Feeling nostalgic for the extracurricular theatre and choir activities she enjoyed in high school, McPhee approached the Hart House Theatre late in her second year. As a University College student, she also volunteered for the UC Follies. But not as a performer.
“I don’t like being on stage in front of people at all,” McPhee said. “I don’t want to be looked at. But I really like being part of the production and seeing all the parts that make it work.”
McPhee thinks her grounding in science helped her as a young theatre professional.
“You have to have time-management skills,” she said. “In labs, it’s all about recovering information, knowing what has happened at every moment. So when you write the lab report you can say, ‘Oh, at this time it was like this.’
“It is similar in the theatre. You have to know that in this scene, at this time, this person is standing here. And they have this prop, and they’re wearing this costume.”
While the position of stage manager might conjure an image of someone scurrying behind the curtain and yelling “five minutes!,” McPhee in fact spends much of her time at a control panel.
As an assistant stage manager she became well acquainted with on-stage mishaps, including wardrobe malfunctions. Duelling and scuffling were abundant in the 2014 Hart House production of Ann-Marie MacDonald’s Goodnight Desdemona (Good Morning Juliet).
“So many Shakespearean doublets,” McPhee recalled. “I probably sewed every button on.”
While the director is formally in charge during rehearsals, the stage manager has the unstated duty of making sure that people are present and paying attention.
“After the show starts running, it becomes your show,” McPhee explains. “In some professional situations, they have a formal handing over for duties, with everyone on stage.”
Personal interaction, in McPhee’s view, is what most distinguishes the theatre from the laboratory.
“This aspect doesn’t really exist in the sciences,” she says. “It’s very much a solitary field. I’ve always liked working with people.”

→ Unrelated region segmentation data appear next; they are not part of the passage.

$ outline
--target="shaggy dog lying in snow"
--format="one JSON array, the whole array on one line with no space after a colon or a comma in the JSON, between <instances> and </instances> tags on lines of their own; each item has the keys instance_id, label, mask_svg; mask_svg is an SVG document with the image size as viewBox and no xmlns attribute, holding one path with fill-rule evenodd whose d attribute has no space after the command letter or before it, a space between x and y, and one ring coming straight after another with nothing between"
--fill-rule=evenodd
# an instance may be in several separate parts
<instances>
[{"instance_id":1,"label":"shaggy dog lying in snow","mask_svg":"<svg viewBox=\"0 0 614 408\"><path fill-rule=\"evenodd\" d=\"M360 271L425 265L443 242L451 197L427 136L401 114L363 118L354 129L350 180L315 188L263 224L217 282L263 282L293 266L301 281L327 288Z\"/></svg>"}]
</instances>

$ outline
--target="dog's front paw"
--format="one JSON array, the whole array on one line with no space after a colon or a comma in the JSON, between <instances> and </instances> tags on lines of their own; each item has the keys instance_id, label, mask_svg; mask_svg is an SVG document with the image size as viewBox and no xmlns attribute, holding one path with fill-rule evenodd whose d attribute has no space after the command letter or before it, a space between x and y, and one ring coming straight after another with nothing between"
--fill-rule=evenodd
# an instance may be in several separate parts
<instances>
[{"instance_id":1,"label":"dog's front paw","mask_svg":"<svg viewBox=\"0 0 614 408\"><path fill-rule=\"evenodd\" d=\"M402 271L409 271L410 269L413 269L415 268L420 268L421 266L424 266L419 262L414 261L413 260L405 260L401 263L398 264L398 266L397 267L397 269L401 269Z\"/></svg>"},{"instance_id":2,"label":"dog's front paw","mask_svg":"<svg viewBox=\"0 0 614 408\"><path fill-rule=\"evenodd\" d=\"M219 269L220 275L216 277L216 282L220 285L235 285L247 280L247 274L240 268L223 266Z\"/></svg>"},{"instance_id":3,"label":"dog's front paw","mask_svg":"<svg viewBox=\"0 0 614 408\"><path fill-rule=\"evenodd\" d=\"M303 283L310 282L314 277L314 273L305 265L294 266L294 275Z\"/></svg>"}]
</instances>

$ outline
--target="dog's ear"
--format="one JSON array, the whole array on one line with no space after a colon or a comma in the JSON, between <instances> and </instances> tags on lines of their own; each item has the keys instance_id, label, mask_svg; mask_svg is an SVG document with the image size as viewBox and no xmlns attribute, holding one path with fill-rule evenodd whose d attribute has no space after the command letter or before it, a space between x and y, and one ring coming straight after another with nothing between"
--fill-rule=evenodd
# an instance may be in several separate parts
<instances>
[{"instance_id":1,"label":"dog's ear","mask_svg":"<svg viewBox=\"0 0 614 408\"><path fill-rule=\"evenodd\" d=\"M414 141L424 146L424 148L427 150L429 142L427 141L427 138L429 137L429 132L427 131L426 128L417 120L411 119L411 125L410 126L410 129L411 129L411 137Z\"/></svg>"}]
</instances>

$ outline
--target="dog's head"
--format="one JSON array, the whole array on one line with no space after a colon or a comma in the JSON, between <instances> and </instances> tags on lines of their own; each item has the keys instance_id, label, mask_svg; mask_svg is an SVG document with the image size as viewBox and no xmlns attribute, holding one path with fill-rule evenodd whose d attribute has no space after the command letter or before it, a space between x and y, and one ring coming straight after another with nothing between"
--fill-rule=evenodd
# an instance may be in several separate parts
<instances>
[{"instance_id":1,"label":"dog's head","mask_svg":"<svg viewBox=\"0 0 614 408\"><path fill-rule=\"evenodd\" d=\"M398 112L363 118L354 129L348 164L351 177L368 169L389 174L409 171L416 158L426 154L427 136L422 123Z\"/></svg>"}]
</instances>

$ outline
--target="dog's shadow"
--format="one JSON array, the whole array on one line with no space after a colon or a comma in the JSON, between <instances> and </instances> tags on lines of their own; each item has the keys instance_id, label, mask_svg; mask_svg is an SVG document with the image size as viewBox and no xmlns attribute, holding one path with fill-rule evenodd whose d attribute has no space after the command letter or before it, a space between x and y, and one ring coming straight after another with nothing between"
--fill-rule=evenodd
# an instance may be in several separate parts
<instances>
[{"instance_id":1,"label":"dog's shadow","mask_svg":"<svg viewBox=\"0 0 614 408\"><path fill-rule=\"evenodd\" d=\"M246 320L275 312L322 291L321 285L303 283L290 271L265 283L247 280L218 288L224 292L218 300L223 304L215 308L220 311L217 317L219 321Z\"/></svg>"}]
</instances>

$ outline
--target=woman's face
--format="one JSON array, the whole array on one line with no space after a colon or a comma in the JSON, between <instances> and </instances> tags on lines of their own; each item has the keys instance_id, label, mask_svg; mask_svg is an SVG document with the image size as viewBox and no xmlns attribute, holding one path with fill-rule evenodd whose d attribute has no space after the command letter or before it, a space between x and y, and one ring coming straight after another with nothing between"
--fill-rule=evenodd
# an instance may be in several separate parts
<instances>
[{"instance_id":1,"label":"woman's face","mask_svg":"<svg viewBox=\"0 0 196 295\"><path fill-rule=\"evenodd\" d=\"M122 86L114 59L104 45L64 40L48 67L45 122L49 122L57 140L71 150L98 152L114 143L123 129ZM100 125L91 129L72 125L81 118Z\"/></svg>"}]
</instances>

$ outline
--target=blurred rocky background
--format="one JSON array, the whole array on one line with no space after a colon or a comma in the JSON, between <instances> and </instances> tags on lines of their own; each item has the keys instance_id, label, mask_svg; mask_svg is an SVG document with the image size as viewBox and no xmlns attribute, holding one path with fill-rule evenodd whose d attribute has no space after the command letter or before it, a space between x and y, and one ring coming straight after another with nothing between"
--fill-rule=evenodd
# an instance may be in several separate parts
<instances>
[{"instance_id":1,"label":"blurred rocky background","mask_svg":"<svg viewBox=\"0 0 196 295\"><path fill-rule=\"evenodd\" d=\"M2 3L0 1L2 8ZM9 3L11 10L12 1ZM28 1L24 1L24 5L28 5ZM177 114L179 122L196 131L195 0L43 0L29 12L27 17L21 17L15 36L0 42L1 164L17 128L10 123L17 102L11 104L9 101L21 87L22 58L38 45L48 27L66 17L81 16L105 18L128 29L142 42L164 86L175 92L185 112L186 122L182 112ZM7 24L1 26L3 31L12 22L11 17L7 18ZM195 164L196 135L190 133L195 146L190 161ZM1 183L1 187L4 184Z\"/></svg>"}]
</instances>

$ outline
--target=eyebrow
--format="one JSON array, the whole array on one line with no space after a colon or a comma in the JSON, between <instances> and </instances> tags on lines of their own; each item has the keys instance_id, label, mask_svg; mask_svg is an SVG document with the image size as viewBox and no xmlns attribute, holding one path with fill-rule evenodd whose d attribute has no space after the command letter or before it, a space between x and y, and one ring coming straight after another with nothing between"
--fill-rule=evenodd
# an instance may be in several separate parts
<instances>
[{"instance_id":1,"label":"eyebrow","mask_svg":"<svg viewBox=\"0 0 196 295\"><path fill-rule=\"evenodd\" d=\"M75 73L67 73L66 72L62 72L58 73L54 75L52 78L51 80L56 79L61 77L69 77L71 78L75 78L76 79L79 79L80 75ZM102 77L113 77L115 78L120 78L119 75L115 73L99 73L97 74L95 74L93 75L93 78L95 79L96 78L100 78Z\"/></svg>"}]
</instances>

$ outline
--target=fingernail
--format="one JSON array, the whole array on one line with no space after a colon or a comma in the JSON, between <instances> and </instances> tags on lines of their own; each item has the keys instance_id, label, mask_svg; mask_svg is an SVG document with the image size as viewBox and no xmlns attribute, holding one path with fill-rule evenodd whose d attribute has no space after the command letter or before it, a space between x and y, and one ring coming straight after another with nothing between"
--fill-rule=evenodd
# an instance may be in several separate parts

Her philosophy: respect begets respect. “Some people believe that actors are like children and have to be coddled. I think if you treat people like adults, they’ll step up to that.”
Doug Floyd, general manager of the Hart House Theatre, regards McPhee as a natural.
“She gets the job done with a quiet confidence that builds trust with a company. This is what the very best stage managers do. Lucy has that gift.”
He also regards McPhee as part of the Hart House Theatre family.
“Lucy as a student fully immersed herself into the environment. She had the opportunity to work with some really terrific stage managers and absorbed that information and know-how like a sponge.
“Drama or theatre may not have been part of her academic pursuits at U of T but she left learning a trade, a craft. This is experiential learning at its best.”
"Much Ado About Nothing" plays until Nov. 19 at the Hart House Theatre.